Wie bereits erwähnt wurde lange Zeit durch Kleiderordnungen bestimmt, wer welche Kleidung tragen darf: Die reinen und leuchtenden Farben waren für die Reichen reserviert, die Armen durften nur unreine und trübe Farben tragen. Die reinen Farben erhielten deshalb so große Wertschätzung, weil es sehr kostspielig und kompliziert war, die Naturfarbstoffe von Unreinheiten zu befreien. Rot war die teuerste Farbe, und wer Rot tragen durfte, heiratete auch in Rot.

Das edelste und kostbarste Farbe der Antike war Purpurrot, die Farbe von Königsmänteln, Kardinalsmützen und Richterkleidern. Der Farbstoff „Kermes“, aus dem Purpurrot gemacht wird, wird aus den getrockneten, weiblichen Kermesläusen, einer Schildlausart, gewonnen:

Für ein Kilo der Läusefarbe müssen ungefähr 140000 Läuse mit einem Holzspachtel von Blättern gekratzt werden. Getrocknet werden die Läuse zu einem roten Pulver zerrieben. Mit einem Kilo der Läusefarbe kann man etwa 10 Kilo Wolle färben. (Heller 2008, 59)

Ein besonderer Vorteil von Kermes ist seine Lichtechtheit, was bedeutet, dass es nicht mit der Zeit verblasst. Ein weiterer roter Farbstoff ist Krapp, den man aus den getrockneten und gemahlenen Wurzeln der Krapp-Pflanze gewinnt. Krapp wurde für Textil- und Malfarben verarbeitet. Die Entdeckung Amerikas brachte das Rot der Cochenille-Laus, die schon die Mayas zu Färbezwecken verwendet hatten. Die Läuse werden, um den Farbstoff zu gewinnen, getrocknet und zu einem Pulver zermahlen- aus den Cochenilleläusen macht man Karminrot. Cochenille verdrängte Kermes vom Markt. 1871 konnten die Chemiker der Badischen Anilin- und Sodafabrik synthetisches Kapprot herstellen. Wie der Waid verschwand auch der natürliche Krapp vom Textilmarkt.

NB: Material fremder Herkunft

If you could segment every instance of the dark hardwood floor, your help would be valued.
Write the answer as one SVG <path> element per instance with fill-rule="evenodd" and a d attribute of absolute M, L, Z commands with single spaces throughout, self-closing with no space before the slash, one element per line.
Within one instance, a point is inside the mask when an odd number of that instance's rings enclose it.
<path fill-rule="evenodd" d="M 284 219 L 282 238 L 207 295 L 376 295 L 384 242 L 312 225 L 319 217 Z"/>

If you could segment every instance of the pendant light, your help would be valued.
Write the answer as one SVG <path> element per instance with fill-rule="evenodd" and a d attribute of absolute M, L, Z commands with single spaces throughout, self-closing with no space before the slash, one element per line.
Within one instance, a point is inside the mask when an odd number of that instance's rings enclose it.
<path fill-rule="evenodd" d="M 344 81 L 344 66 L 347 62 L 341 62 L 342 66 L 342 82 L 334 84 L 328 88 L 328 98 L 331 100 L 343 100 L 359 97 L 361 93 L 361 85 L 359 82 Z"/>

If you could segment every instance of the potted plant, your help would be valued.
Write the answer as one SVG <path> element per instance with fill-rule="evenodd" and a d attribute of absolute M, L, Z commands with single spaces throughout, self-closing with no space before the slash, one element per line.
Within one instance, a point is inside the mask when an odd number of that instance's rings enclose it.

Bis Ende des 19. Jahrhunderts war Rot auch die Farbe für viele Soldatenuniformen.

Als Vollstrecker der Todesstrafe trugen Henker im Mittelalter eine rote Kleidung.

In der Kirche sollen rote Gewänder während der Passionszeit an die Leiden Christi erinnern.

 

GRÜN

Dunkelgrün war eine sehr billig produzierbare Farbe, weswegen einfache Filze und Lodenstoffe für die Bauern grün eingefärbt wurden, die Könige und Würdenträger aber keine grünen Kleider trugen. Mit den Blättern und der Rinde verschiedener Bäume, wie der Birke, kann man Stoffe grün einfärben. Es funktioniert aber auch mit anderen Pflanzen, wie Moos, Farn und Heidekraut. Der Arbeitsvorgang des Färbens ist dabei vergleichsweise einfach:

„Die Wolle wird mit einer Alaunlösung vorbehandelt, damit sie die Farbe aufnimmt, dann wird sie in der Pflanzenbrühe stunden-, manchmal tagelang geköchelt“ (Heller 2008, 79).

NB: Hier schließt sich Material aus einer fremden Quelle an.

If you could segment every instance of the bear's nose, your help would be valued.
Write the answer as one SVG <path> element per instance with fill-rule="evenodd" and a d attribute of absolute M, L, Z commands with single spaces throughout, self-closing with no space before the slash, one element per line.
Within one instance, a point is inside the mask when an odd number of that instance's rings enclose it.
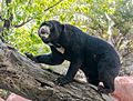
<path fill-rule="evenodd" d="M 41 29 L 41 33 L 45 33 L 45 30 L 44 30 L 44 29 Z"/>

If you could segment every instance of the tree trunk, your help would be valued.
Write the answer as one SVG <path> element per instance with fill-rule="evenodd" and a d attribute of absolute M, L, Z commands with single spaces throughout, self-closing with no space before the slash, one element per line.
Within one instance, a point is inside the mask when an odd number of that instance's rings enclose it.
<path fill-rule="evenodd" d="M 55 85 L 53 80 L 59 75 L 0 42 L 1 89 L 32 101 L 105 101 L 89 83 L 74 80 L 64 87 Z"/>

Die pflanzlichen Farbtöne sind zwar ungiftig, aber die Grüntöne verblassen beim Waschen sehr schnell, außerdem sind sie entweder sehr hell, oder sehr gesättigt.

In Ägypten wurde Grün zu Schminkzwecken aus dem Halbedelstein Malachit gewonnen.

1863 entwickelte der Chemiker Eugen Lucius den grünen Farbstoff Aldehydgrün.

Grün als Farbe vieler gesunder Nahrungsmittel wird auch mit der Bedeutung „giftig“ gelesen (giftgrün) und wurde als Hauptfarbe des Giftigen (Grün 56%, Gelb 21%) und des Ungenießbaren (23%) genannt. Die Malerfarbe Smaragdgrün, die aus in Arsen gelöstem Kupfer-Grünspan hergestellt wurde, ist stark giftig. Sowohl der Prozess der Herstellung und Verarbeitung von Grün, als auch die Weiterverwendung der Farbe sind gesundheitsgefährdend.

Napoleon, dessen Lieblingsfarbe grün war, starb im Exil in St. Helena durch die verdunsteten, mit Arsen angereicherten Tapeten an einer schleichenden „Arsenvergiftung“ (Heller 2008, 78).

Viele fluoreszierende, leuchtende Substanzen sind auch grün, wodurch sich dessen Giftwirkung auf den Menschen noch verstärkt wird.